Стихи «Пасторалей» — нежные, лирические, полны жизнелюбия и восторга перед миром: «Я залюбовался пиром — рубином, изумрудом и сапфиром, живым, живым, но непонятным миром».
В своей поэме «Играющий человек» (появившейся в советском самиздате в 1977 году), Юрий Иваск так пишет о Чиннове, с которым «уже тридцатилетие друзья»:
По рассмотрению – веселый малый:Ужне из Хлебникова ли смехач?Ночами Вопленица наставлялаЕго (из Анненского): — Чаще плачь!Утешился бы с пушкинской Резвушкой.Быть Игорю (ей-ей) ее игрушкой!Кукушка меланхолии: куш-куш.
Да, про автора «Пасторалей» действительно можно сказать «веселый малый».
Марк Слоним, тоже хорошо знавший Чиннова, писал: «У него живой и насмешливый нрав, он радуется своим выдумкам, каламбурам и забавной игре словами, составляющей одну из самых характерных особенностей его поэзии»[20].

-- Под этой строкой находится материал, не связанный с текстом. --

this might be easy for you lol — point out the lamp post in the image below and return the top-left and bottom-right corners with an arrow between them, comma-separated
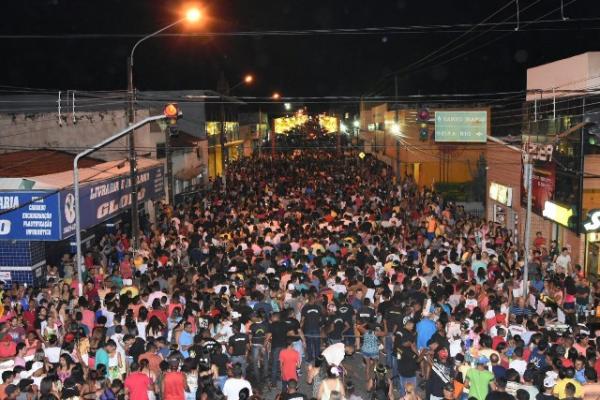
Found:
218,74 -> 253,190
74,114 -> 171,296
126,7 -> 200,250
271,92 -> 281,158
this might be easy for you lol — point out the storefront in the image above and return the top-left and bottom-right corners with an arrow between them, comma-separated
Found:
0,159 -> 165,286
584,209 -> 600,276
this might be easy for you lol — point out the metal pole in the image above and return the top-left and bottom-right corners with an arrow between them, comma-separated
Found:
219,95 -> 227,191
258,107 -> 262,157
165,127 -> 174,205
271,119 -> 276,158
73,115 -> 166,297
127,56 -> 140,253
73,163 -> 83,297
523,157 -> 533,298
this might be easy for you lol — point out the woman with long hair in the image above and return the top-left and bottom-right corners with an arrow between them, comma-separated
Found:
317,364 -> 345,400
137,306 -> 149,341
57,353 -> 75,383
80,369 -> 104,400
146,315 -> 166,340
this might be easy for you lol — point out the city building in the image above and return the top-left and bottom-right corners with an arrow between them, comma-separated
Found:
359,102 -> 488,202
0,152 -> 163,285
487,52 -> 600,272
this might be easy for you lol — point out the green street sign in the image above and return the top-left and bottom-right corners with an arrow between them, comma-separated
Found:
434,111 -> 487,143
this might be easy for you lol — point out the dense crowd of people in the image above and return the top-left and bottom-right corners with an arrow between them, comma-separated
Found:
0,152 -> 598,400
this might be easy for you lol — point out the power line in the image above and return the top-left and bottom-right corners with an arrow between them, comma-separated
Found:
0,17 -> 598,39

По количеству разных выдумок, по богатству образов среди современных русских поэтов Чиннову трудно найти равного. В «Пасторалях» это образы, рисующие богатство матери-земли, с ее «полурайскими садами», где и «цветы всего цветистее», и «птицы-самоцветы», и «в платье розовом метиска», а «наряды поярче цветов и зари», где «пляшет краля, и все у нее — ходуном», где мы «кусаем уголки горячей пиццы», где «влажно-солнечные Гаваи» и влюбленные «в сиянии райского тепла кусали яблочко наливное, счастливые, не зная зла».
Поистине, владеющий всем этим — богат, «как богдыхан, как падишах!»
Пожалуй, прав Михаил Крепс: «Чиннов, несомненно, единственный и, по-видимому, последний эстет нашего времени… Красивее в стихах не бывает»[21].
Каких только красок, оттенков, птиц, зверей, камней, цветов у него нет.
И тем сладостнее кажутся рисуемые поэтом картины, чем убедительнее образы уходящей жизни, где, «как в море маленькие крабы, часы бегут, бочком, бочком», где «стоит, будто аист, время твое, улететь собираясь».
Искорки юмора, рассеянные среди всего этого красочного изобилия, перемежающегося небезосновательной печалью, делают книгу не восторженной, а именно радостной, хоть и с «пронизывающим трансцендентальным ветерком».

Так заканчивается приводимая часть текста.